Paulo Bento há-de ser um eterno perseguido. Uma vítima de tudo e de todos. O “sistema” está contra ele e impede-o de ganhar. Em quatro temporadas ao serviço do Sporting, ficou sempre em segundo lugar. Devido às arbitragens, claro. Ou à eterna “mão do Ronny”. Apesar da lengalenga do costume, o que Paulo Bento pode lamentar é a Taça da Liga que Lucílio Baptista lhe tirou. Ah, e agradecer a Olegário Benquerença e Bruno Paixão algumas das taças que foi conquistando. Mas não interessa falar nisso, aí já houve mérito e as arbitragens foram exemplares.
Como seleccionador, a sua postura é a mesma. A de mártir inconsolável, incapaz de reconhecer que terceiros têm direito a criticar aquilo que faz, com o beneplácito da Federação Portuguesa de Futebol (FPF). E esta lamentável ocorrência no Gabão é tudo menos clubística. Aliás, pessoas de todos os quadrantes clubísticos entenderam que as declarações de Pinto da Costa têm toda a razão de ser.
Como resposta, Paulo Bento, num exercício kafkiano, deu umas respostas absurdas. E vem falar nos casos James e Jackson. Quer dizer, Paulo Bento insurge-se contra Pinto da Costa e não admite “ingerências” no seu trabalho, mas ele próprio pode lançar atoardas sobre a convocatória do seu par colombiano?

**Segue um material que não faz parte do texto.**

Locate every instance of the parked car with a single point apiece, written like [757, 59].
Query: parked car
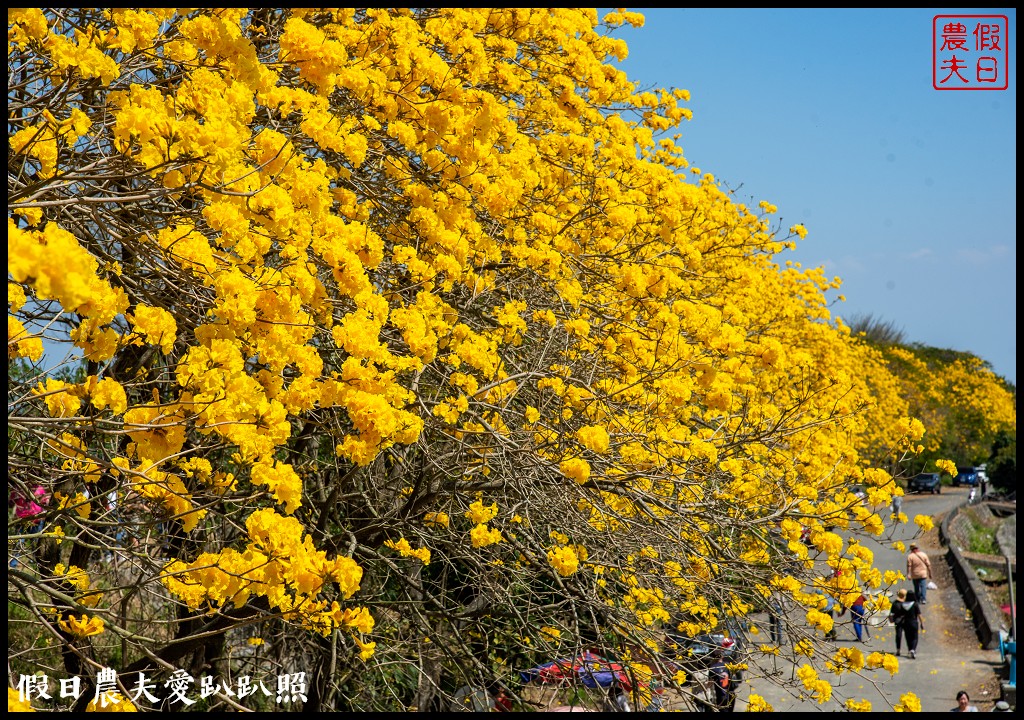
[926, 482]
[966, 477]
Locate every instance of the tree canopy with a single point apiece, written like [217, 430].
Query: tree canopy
[414, 353]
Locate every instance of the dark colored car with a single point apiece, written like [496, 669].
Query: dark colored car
[926, 482]
[966, 477]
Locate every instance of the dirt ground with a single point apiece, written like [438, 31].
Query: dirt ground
[960, 637]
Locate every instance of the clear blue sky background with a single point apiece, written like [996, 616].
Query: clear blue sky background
[908, 193]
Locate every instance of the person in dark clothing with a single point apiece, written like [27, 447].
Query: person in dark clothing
[725, 694]
[905, 615]
[857, 613]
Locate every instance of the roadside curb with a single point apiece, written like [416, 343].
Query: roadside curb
[987, 619]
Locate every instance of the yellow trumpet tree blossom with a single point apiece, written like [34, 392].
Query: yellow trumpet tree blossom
[386, 325]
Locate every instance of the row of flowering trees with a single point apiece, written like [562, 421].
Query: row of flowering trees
[409, 352]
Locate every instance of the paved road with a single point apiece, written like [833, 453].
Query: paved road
[946, 662]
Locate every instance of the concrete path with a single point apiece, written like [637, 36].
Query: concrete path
[949, 657]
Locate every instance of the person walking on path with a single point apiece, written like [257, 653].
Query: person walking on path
[964, 704]
[905, 615]
[857, 613]
[919, 568]
[829, 609]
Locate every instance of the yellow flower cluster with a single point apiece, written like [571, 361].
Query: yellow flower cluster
[564, 559]
[279, 563]
[908, 703]
[481, 536]
[82, 627]
[819, 688]
[406, 550]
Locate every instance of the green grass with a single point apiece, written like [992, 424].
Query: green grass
[982, 540]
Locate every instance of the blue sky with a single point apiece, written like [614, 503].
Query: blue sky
[908, 193]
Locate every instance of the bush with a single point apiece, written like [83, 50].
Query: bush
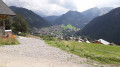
[22, 34]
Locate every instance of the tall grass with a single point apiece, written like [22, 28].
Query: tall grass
[8, 41]
[102, 53]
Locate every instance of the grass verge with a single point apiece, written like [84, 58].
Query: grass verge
[98, 52]
[8, 41]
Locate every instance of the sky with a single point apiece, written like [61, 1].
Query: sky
[59, 7]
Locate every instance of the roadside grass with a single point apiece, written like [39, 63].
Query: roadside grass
[8, 41]
[106, 54]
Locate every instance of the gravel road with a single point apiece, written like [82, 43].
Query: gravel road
[36, 53]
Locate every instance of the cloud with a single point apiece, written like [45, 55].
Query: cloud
[58, 7]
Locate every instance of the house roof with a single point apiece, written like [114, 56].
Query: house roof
[5, 10]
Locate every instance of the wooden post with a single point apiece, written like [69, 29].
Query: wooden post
[3, 26]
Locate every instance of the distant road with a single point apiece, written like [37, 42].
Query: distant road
[36, 53]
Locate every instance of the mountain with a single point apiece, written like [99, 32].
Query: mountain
[106, 27]
[32, 18]
[51, 18]
[80, 19]
[71, 17]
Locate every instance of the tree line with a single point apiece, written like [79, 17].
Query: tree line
[16, 24]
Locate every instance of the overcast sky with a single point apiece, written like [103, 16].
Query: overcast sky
[58, 7]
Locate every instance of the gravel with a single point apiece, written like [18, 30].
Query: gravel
[36, 53]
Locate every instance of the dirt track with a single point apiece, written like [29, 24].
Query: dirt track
[36, 53]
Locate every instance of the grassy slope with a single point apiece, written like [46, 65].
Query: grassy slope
[8, 41]
[102, 53]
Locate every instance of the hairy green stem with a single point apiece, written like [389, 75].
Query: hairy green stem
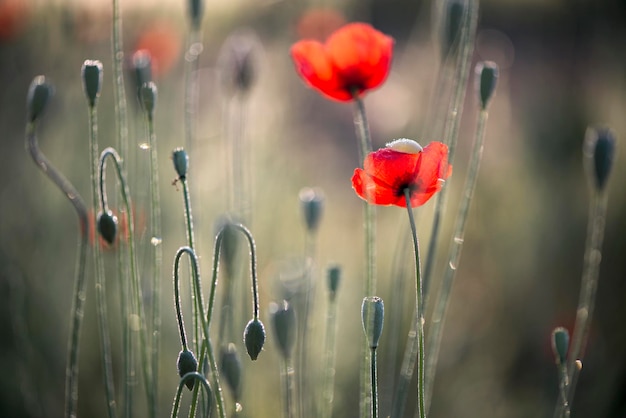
[78, 300]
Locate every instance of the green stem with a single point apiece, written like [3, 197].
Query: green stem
[157, 260]
[200, 378]
[78, 300]
[137, 299]
[419, 309]
[369, 215]
[454, 255]
[589, 285]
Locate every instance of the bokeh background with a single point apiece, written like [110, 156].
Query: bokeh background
[562, 68]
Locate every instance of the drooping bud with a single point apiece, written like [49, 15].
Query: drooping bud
[231, 369]
[486, 80]
[92, 80]
[181, 162]
[312, 200]
[372, 316]
[107, 226]
[599, 153]
[560, 345]
[284, 324]
[334, 278]
[39, 93]
[187, 363]
[148, 96]
[238, 61]
[254, 338]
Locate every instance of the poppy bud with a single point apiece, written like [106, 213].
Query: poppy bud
[38, 94]
[599, 152]
[230, 366]
[334, 277]
[181, 162]
[238, 61]
[148, 95]
[107, 226]
[92, 80]
[187, 363]
[560, 345]
[284, 322]
[454, 12]
[312, 205]
[408, 146]
[254, 338]
[142, 67]
[195, 12]
[486, 80]
[373, 310]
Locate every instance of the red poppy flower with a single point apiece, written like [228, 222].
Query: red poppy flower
[388, 172]
[354, 59]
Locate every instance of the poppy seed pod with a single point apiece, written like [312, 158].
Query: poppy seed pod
[187, 363]
[92, 80]
[486, 80]
[148, 96]
[312, 200]
[254, 338]
[231, 368]
[107, 226]
[599, 152]
[284, 323]
[372, 316]
[181, 162]
[560, 344]
[38, 94]
[334, 278]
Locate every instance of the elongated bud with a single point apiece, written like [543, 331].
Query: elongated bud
[181, 162]
[39, 93]
[231, 368]
[254, 338]
[284, 323]
[187, 363]
[92, 80]
[107, 226]
[373, 310]
[312, 200]
[560, 345]
[334, 278]
[148, 95]
[599, 153]
[486, 80]
[196, 8]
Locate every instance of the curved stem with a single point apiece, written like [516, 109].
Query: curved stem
[78, 300]
[419, 309]
[200, 378]
[137, 299]
[454, 255]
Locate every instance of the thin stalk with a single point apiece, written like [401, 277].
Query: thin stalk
[374, 382]
[157, 260]
[136, 299]
[78, 300]
[287, 378]
[328, 387]
[589, 285]
[419, 309]
[451, 130]
[181, 385]
[369, 215]
[454, 255]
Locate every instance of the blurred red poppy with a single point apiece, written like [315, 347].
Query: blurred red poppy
[388, 172]
[354, 59]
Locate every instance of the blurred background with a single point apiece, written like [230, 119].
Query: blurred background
[562, 68]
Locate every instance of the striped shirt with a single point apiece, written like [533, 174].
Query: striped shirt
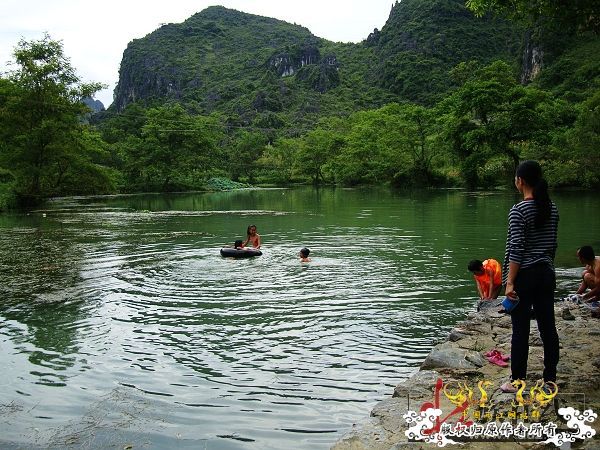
[526, 244]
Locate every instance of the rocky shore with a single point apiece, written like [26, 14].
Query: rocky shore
[461, 359]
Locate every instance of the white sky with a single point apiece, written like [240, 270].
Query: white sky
[95, 34]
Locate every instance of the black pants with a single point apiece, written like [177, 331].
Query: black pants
[535, 287]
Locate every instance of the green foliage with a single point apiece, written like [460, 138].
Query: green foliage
[582, 14]
[45, 145]
[175, 150]
[422, 40]
[223, 184]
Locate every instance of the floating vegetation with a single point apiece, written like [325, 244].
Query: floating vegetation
[224, 184]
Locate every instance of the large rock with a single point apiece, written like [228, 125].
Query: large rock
[453, 358]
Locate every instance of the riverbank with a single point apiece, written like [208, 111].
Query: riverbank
[460, 359]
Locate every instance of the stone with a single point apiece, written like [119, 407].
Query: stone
[454, 358]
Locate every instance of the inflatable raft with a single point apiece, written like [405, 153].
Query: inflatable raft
[240, 252]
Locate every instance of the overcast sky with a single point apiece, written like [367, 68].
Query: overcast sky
[95, 34]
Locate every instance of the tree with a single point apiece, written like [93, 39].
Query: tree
[175, 150]
[41, 125]
[583, 14]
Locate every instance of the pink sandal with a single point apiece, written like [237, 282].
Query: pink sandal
[498, 360]
[496, 353]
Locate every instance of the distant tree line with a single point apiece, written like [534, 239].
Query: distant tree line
[472, 137]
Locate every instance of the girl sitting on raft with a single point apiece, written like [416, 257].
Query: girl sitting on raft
[252, 237]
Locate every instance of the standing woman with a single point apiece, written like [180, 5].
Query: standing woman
[529, 271]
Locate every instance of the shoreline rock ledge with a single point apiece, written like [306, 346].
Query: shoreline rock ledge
[460, 359]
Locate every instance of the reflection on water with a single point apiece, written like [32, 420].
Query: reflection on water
[122, 324]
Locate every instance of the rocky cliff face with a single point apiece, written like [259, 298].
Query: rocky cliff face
[94, 105]
[213, 57]
[238, 63]
[533, 57]
[320, 74]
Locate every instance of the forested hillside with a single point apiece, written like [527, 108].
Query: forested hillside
[443, 95]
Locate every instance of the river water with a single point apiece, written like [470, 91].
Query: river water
[120, 323]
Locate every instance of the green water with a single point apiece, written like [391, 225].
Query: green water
[120, 324]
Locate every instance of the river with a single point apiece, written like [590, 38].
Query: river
[120, 323]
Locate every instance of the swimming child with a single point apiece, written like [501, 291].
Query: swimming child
[591, 274]
[252, 238]
[304, 252]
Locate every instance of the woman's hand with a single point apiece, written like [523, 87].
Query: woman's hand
[510, 290]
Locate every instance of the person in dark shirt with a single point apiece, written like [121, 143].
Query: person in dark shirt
[528, 271]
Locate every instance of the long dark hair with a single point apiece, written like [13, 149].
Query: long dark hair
[531, 173]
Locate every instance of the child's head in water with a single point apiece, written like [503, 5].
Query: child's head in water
[304, 252]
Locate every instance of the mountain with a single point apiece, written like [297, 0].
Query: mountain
[261, 70]
[422, 40]
[94, 105]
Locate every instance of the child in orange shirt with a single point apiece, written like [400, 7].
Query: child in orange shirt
[488, 277]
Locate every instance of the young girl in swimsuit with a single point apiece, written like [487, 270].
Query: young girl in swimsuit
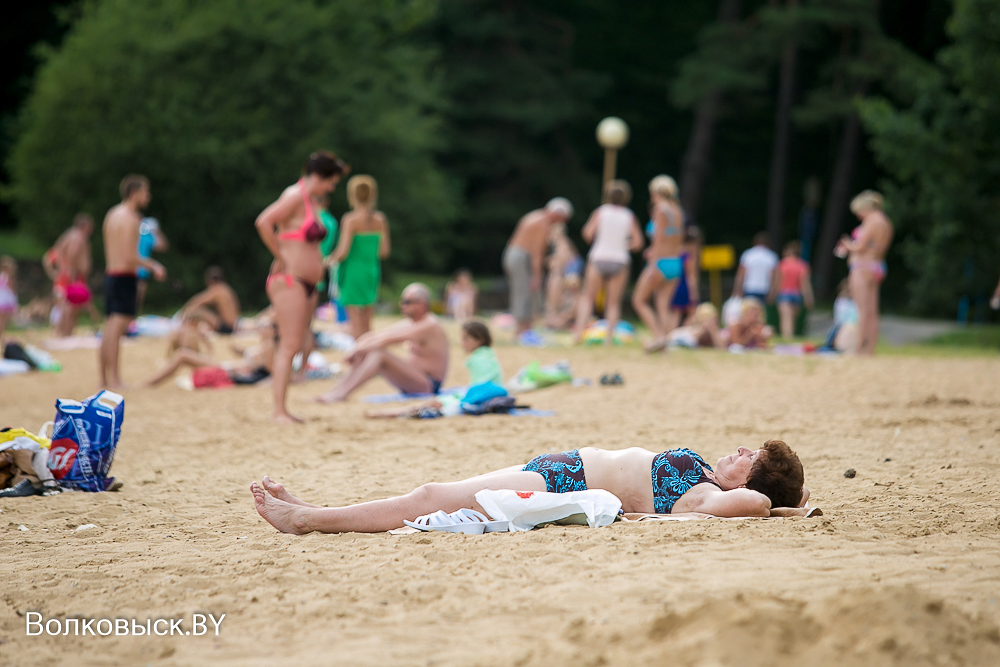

Não estará a fazer uma ingerência ao seu trabalho? O que sabe Paulo Bento sobre os acordos que o FCPorto tem com os dirigentes colombianos? O que lhe interessa a convocação de James, Jackson, Danilo, ou Defour? Se a própria FPF não respeita os clubes que lhes cedem os jogadores, por que raio iria a Federação Colombiana se preocupar com isso?
Paulo Bento, esse coitadinho que é constrangido amiúde, não entende que é absurdo fazer uma viagem longa, a meio da semana, com uma temperatura e humidade impróprias e fazer rodar jogadores que vão jogar uma prova a eliminar 48 horas depois, em solo português. E já nem falo do facto de nenhum jogador do Benfica ter sido convocado e do lado do Sporting apenas Rui Patrício ter sido chamado, apesar de passar o jogo todo no banco. É melhor nem ir por aí.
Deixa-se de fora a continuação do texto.